A signal strength heatmap (used by network engineers) shows WiFi coverage — where the signal is strong vs. weak. A guest density heatmap (used for marketing and operations) shows where people are. Same visualization technique, completely different data. This article discusses guest density heatmaps.
Can heatmaps show historical data?
Yes. Platforms store probe and session data, allowing you to generate heatmaps for any historical time period. Compare Tuesday lunch vs. Saturday dinner. Compare this month vs. last month. Compare before and after a layout change. Historical comparison is one of the most valuable heatmap use cases.
Bottom line
A WiFi heatmap transforms raw device detection data into a visual representation of how people use physical space.

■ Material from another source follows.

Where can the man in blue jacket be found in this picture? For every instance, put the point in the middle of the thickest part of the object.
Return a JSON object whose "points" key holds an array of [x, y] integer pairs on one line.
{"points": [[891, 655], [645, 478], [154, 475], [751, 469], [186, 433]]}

Red zones show where crowds gather. Blue zones show dead areas. The gradient between them shows movement corridors.
For resellers, heatmaps are the visual that sells the analytics package. Venue operators immediately understand what they're looking at — no data literacy required. And the insights (zone performance, traffic flow, dwell time by area) lead directly to operational decisions that improve the venue's revenue.
Deploy heatmaps with 3+ APs, enterprise hardware for best resolution, and present the data as relative comparisons rather than absolute counts. Bundle heatmaps with WiFi analytics for a premium service tier that justifies $249-$499/month pricing.